GÖZTEPE AMBLEMİ DEĞİŞTİ
Sinan Genç, kulübün armasının şekillenmesi süreciyle ilgili ise şu bilgileri ortaya çıkardı: “Güneşten esinlenerek Göztepe’nin renklerinin sarı-kırmızı olmasında hem fikir olan kurucular, kulübün amblemi için de yakın arkadaşlarının yardımını alıyorlar. Kurucular GSK harflerinin yer aldığı amblemi benimsiyor. Kazım Dirik’in yerine vali olarak İzmir’e atanan Fazlı Güleç’in kulüpleri zorla birleştirme kararından 1.5 yıl sonra yeniden eski adına kavuşan Göztepe diğer branşlardaki sporcuların önerisiyle amblemini de değiştirmeye karar veriyor. Yelken, basketbol, voleybol, atletizm, yüzme ve bir çok branşıyla büyük başarılar elde eden Göztepe futbol kulübü değil, spor kulübü olmuştur. Bu fikir benimsenince göbeğe lokomatif olarak görülen futbol şubesini temsilen futbol topu konuldu. Amblem sol üst köşeye ise başka branşlara atıfta bulunularak kareler yerleştirilip bugünkü şeklini aldı.”
KİTABI BİTMEK ÜZERE
Sinan Genç, Göztepe’nin kuruluşundan bugüne kadar forma giyen efsane futbolcular ve oynanan unutulmaz maçların da yer aldığı, ‘Göztepe’nin Gerçek Tarihi’ adlı kitabı tamamlamak üzere olduğunu belirterek, “Göztepe Kulübü 1960 ile 1970 arasındaki efsane takımdan ibaret değildir. Ondan önceki dönemlerde forma giyen Abbas Göçmen, Fuat Göztepe, Emcet Sayar, Mehmet Öktem, Ruhi Kadaruman, Arap Alaaddin, Emin Çandarlı, Taş Kafa Semih (Hisarlıoğlu), Nezihi Özkeskin ve bunlara çok daha fazlalarını ilave edebileceğim bir çok efsane futbolcular var. Hatta 1970 sonrasındaki değerler hiç unutulmaz. Sadullah Acele’yi, Doğan Küçükduru’yu, İsmail Sütçü’yü, Ali Çağlar’ı, Adnan Esen’i, Hüsnü Akın’ı, Şahinoviç’i, Atalay Alsan’ı, Bülent Ataman’ı (Eşkıya), Ceyhun Eriş’i, Hasan Çelik’i es geçmek olmaz. Onlardan günümüzdeki Halil Akbunar’a kadar hepsinin hayat hikayelerini içeren bir kitap hazırladım. Sağ olsun Başkan Mehmet Sepil de bana destek çıktı. Hiçbir roman beni bu kadar çok etkileyemezdi. Hepsi gerçek hayat hikayeleri. Yıllardır gönüllerde saklanmış anıları dinledikçe, sandıklarda gizlenmiş fotoğrafları gördükçe kendimi alamadım. Kulüp sevgisinin, forma aşkının ne olduğunu yaşayanlardan ve yaşamayanların aile yakınlarından dinledim. Çoğu zaman karşımda ağlayan efsane futbolcuların yakınlarının sözleri beni de çok etkiledi” dedi.
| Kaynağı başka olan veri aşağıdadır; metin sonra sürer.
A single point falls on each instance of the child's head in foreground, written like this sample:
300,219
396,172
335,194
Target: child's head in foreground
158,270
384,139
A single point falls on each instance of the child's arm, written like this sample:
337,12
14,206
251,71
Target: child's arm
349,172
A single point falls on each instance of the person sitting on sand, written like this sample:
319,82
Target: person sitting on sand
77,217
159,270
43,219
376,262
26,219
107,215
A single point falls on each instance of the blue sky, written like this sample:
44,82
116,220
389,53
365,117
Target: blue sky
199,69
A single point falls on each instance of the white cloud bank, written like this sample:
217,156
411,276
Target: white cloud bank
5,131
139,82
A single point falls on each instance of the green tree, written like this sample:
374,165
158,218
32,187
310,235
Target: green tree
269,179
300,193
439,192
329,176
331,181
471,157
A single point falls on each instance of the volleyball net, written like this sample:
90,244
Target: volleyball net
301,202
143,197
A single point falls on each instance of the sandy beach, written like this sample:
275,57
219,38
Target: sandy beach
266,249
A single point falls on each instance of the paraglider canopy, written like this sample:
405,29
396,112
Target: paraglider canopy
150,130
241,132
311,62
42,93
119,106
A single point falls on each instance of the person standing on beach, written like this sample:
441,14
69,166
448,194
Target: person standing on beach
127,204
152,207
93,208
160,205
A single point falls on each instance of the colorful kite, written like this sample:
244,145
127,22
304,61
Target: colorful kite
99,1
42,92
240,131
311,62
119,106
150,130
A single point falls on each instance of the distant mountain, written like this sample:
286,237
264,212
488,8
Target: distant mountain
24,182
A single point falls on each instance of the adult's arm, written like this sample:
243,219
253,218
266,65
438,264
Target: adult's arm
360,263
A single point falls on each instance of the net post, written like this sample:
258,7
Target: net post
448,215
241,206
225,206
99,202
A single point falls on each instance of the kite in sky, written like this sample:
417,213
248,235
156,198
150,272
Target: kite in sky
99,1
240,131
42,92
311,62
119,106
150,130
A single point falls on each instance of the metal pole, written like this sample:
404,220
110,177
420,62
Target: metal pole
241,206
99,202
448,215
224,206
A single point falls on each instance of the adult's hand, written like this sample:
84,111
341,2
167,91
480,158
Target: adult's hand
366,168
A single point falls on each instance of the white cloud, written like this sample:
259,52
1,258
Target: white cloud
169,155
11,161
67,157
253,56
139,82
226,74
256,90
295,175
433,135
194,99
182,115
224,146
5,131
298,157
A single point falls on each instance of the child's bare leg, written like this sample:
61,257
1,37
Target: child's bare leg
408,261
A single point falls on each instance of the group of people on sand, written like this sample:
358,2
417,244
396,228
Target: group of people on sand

DAHA ÖNCE ÇOK AZ ARAŞTIRMA YAPILDI
“Bugüne kadar benim İsyanla Başlayan Efsane Göztepe ve rahmetli Faruk Şamlı ağabeyimin Göztepe Almanak eseri dışında Göztepe tarihi ile ilgili hiç bir çalışma yapılmamıştı” diyen Sinan Genç, “Altay’ın, Karşıyaka’nın birçok kulübünde yazılmış çok güzel eserler vardı, neden Göztepe adına doyurucu bir eser olmasın diyerek yola çıktım. Hele hele Göztepe gibi tarihi ile övünen efsaneler kulübü için öncelikle yeni nesillere klavuz olması adına böyle bir işe giriştim. Kulüpleri kulüp yapan bulundukları binalar veya oynadıkları statlar değil, efsane futbolculardır teziyle yola çıkıp Göztepe’nin kuruluşundan bugüne kadar sembolleşen futbolcuların hayatlarını irdeledim, maçların perde arkasına ulaşıp, bol bol bilgi ve belgeler toparladım. Bu çalışmamda 37 yılın gazetecilik birikimi var. Yaklaşık 10 aydır gece gündüz çalışıp bir eser oluşturdum. Her biri ayrı bir roman, ayrı bir heyecan. Ben de kitabın biran önce çıkması için sabırsızlıkla çalışıyorum” ifadelerini kullandı.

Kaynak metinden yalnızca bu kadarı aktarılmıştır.